Le blocage la semaine dernière de 26 réseaux sociaux, dont Facebook, Youtube, X et Linkedin, a fait déborder le vase.

Lundi, c'est dans la rue que des milliers d'entre eux ont exigé leur rétablissement dans la capitale Katmandou et les plus grandes villes du pays. La police a répliqué en ouvrant le feu, faisant au moins 19 morts et des centaines de blessés.

Le rétablissement de leurs réseaux sociaux favoris, la promesse d'une commission d'enquête sur la répression et la démission du Premier ministre KP Sharma Oli, 73 ans, ne les a pas calmés.

Mardi, à Katmandou, ils ont bravé le couvre-feu et mis à sac de nombreux bâtiments ou résidences publiques, dont le parlement, symboles de dirigeants à leurs yeux déconnectés de leurs réalités.

Voici les raisons de leur révolte:

- Chômage

La croissance de l'économie du Népal a atteint 4,9% au cours des six premiers mois de 2025, contre 4,3 % sur la même période l'an passé, principalement grâce aux secteurs agricole et industriel.

Selon la Banque mondiale, 82% de la main-d'œuvre du pays est employée de manière informelle, un chiffre "bien supérieur aux moyennes mondiales et régionales".

En 2024, l'institution a évalué à 20,8% le taux de chômage des jeunes âgés de 15 à 24 ans.

Dans ces conditions, des centaines de milliers de Népalais sont contraints de s'expatrier pour trouver du travail en Inde ou dans les pays du Moyen-Orient.

Les transferts de fonds depuis l'étranger sont devenus une part essentielle de l'économie du Népal. L'an dernier, ils ont représenté un tiers de son produit intérieur brut, soit le quatrième taux le plus élevé au monde, selon la Banque mondiale.
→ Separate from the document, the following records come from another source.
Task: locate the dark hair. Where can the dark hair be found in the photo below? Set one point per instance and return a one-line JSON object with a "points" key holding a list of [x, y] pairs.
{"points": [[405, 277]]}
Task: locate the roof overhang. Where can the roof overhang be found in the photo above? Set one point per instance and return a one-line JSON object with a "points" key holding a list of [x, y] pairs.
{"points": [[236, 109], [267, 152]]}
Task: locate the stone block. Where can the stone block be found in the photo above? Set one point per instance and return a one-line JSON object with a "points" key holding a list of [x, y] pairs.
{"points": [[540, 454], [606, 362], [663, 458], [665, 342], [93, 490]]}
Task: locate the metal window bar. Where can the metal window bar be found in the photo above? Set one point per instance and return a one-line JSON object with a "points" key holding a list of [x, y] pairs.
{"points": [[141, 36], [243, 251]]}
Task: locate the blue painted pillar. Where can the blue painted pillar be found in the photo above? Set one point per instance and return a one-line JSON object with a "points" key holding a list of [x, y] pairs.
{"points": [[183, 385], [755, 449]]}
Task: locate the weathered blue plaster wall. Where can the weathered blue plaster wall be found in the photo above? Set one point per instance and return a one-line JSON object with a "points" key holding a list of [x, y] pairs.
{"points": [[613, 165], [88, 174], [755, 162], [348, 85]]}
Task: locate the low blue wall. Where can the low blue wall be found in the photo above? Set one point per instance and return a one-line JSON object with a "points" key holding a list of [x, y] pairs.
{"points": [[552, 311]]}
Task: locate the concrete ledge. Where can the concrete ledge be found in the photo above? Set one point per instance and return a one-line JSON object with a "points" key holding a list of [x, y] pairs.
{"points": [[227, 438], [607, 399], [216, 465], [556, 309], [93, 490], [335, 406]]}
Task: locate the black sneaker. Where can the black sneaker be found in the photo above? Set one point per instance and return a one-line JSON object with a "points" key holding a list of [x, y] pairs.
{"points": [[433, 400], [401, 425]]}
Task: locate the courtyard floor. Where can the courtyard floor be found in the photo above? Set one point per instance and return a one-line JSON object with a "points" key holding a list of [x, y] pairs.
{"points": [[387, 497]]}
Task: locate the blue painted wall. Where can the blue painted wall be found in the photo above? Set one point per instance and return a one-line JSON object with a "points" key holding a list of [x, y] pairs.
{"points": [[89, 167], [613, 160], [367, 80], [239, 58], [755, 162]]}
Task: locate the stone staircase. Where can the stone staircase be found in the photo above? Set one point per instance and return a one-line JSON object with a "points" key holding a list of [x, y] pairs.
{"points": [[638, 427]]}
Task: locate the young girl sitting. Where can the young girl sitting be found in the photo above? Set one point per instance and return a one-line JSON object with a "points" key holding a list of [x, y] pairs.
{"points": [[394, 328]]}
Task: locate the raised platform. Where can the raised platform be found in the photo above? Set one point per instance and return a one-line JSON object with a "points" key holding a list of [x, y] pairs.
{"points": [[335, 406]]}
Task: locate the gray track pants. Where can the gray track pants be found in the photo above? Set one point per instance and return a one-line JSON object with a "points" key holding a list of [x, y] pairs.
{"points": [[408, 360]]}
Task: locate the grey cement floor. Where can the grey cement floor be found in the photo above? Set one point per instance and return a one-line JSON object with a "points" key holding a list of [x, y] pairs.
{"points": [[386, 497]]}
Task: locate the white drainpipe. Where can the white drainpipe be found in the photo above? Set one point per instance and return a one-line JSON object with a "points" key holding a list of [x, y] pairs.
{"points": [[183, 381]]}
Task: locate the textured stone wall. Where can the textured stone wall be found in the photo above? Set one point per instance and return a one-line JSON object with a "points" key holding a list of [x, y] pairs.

Cette "dépendance (...) a été déterminante pour la croissance du pays mais n'a pas créé des emplois de qualité ni permis un véritable développement de son économie et de nombreux Népalais continuent de partir à l'étranger pour trouver un emploi", selon le dernier rapport de la Banque mondiale.

Les réseaux sociaux sont essentiels aux contacts au quotidien entre le Népal et cette diaspora.

Particulièrement pour les 12 millions de personnes âgées de 16 et 40 ans, qui représentent 43% de la population, selon les statistiques gouvernementales.

"Avec environ 500.000 jeunes rejoignant la population active chaque année au Népal, il est urgent de créer des emplois pour sortir les familles de la pauvreté et stimuler un développement durable", a déclaré Johannes Zutt, vice-président de la Banque mondiale pour l'Asie du Sud, à l'issue d'une visite la semaine dernière.

- Corruption

L'ONG Transparency International classe le Népal au 107e rang sur 180 dans son classement mondial des pays les plus touchés par la corruption.

Les jeunes Népalais sont particulièrement remontés contre les élites au pouvoir depuis des décennies.

Ces derniers jours, des vidéos illustrant le contraste entre le dur quotidien des citoyens ordinaires et la vie luxueuse des enfants de dirigeants politiques ont inondé la plateforme Tik Tok.

Le Népal est devenu une république fédérale en 2008 après une longue guerre civile qui a aboli la monarchie et permis l'accession des mouvements maoïstes au gouvernement.

Depuis, la succession de Premiers ministres vieillissants et les arrangements entre partis ont nourri le sentiment que le gouvernement était déconnecté de la population.

- Libertés

La Commission nationale des droits de l'homme du Népal avait récemment mis en garde le gouvernement contre un blocage des réseaux sociaux, estimant qu'il fragiliserait "l'esprit de gouvernance démocratique".

Cette interdiction "a touché les nerfs à vif" d'une jeunesse en colère, a écrit le journal Kathmandu Post.

"Ils les utilisent pour exprimer leurs frustrations, se connecter avec des amis et se tenir au courant de ce qui se passe dans le monde", a écrit le quotidien, dont les bureaux ont été incendiés mardi.

"Ils étaient déjà anxieux, exaspérés par l'état déplorable du système de santé et éducatif, la corruption et le népotisme endémique (...) et beaucoup d'entre eux ne voyaient aucun avenir dans le pays", a rappelé un éditorial.